Ao adentrar no veículo, algumas medidas de segurança devem ser feitas antes de encarar o trânsito como regulagem do banco, colocação do cinto de segurança e conferência dos retrovisores. Ajustar os espelhos, neste contexto, é indispensável, pois a visão é responsável por 90% das informações necessárias para uma direção segura, afinal trata-se de um acessório utilizado para ampliar a visibilidade dos motoristas. No entanto, muitos acidentes são causados devido aos pontos cegos, ou seja, áreas ao redor do veículo que não podem ser observadas pelo condutor, o que pode provocar diversos acidentes. Os mais suscetíveis a acidentes são os veículos com duas rodas, como as motocicletas, patinetes e bicicletas.

De acordo com análise feita pelo Centro de Experimentação e Segurança Viária (CESVI) Brasil, o ponto cego dos veículos pode ocultar por inteiro uma bicicleta ou patinete. De forma prática, carros hatches compactos, ou seja, que consistem em um compartimento de passageiros com porta-malas integrado e que correspondem à maior parte da frota brasileira, chegam a ter mais de 11 m² de ponto cego — o valor corresponde a cerca de uma vaga de estacionamento de um veículo médio. Já os caminhões, veículos com maiores pontos sem visão são os principais causadores de acidentes, dependendo da carroceria, podem chegar até 30 m² de ponto cego ou mais.
Pensando na redução dos casos de acidentes por este motivo, na Alemanha está disponível o assistente de torneamento onde, se outro usuário da estrada estiver localizado em um campo sem visão, o motorista recebe um aviso visual e, com alguns sistemas, um aviso acústico opcional. Os modelos podem ser adaptados e são testados pela DEKRA Automotive Test Center na pista de Lausitzring, em Klettwitz.
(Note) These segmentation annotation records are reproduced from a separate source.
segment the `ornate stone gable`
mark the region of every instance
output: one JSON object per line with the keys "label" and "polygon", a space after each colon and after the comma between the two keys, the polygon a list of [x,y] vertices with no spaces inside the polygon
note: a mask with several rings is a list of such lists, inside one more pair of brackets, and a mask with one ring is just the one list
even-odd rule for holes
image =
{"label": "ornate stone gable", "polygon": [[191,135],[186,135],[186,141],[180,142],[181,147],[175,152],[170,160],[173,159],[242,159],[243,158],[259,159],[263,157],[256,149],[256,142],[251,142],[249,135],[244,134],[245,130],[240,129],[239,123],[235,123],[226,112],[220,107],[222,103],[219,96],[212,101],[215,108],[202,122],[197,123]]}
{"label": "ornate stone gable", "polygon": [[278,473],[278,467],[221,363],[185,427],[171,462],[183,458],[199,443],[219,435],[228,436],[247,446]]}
Dependendo do fabricante, os assistentes de viragem usam câmeras, sensores ultrassônicos e/ou radar para monitorar uma faixa de 1,6 metros de largura e 6 metros de comprimento ao lado do caminhão, com a área coberta começando na frente do veículo e 0,9 metros para o lado.

Na prática, se um ciclista ou pedestre for detectado no campo sem visão do lado do passageiro, uma luz amarela de advertência é ativada no painel. Uma claridade vermelha pisca se houver risco de colisão - e isso é acompanhado por um sinal acústico de atenção. Inúmeras empresas já identificaram o potencial do sistema de alerta. A DEKRA, por exemplo, instalou o mecanismo nos caminhões de sua frota na Europa. Lá, os assistentes de viragem serão obrigatórios em todos os novos veículos comerciais a partir de 2024 e serão exigidos a partir de 2022 para todos os novos modelos de veículos.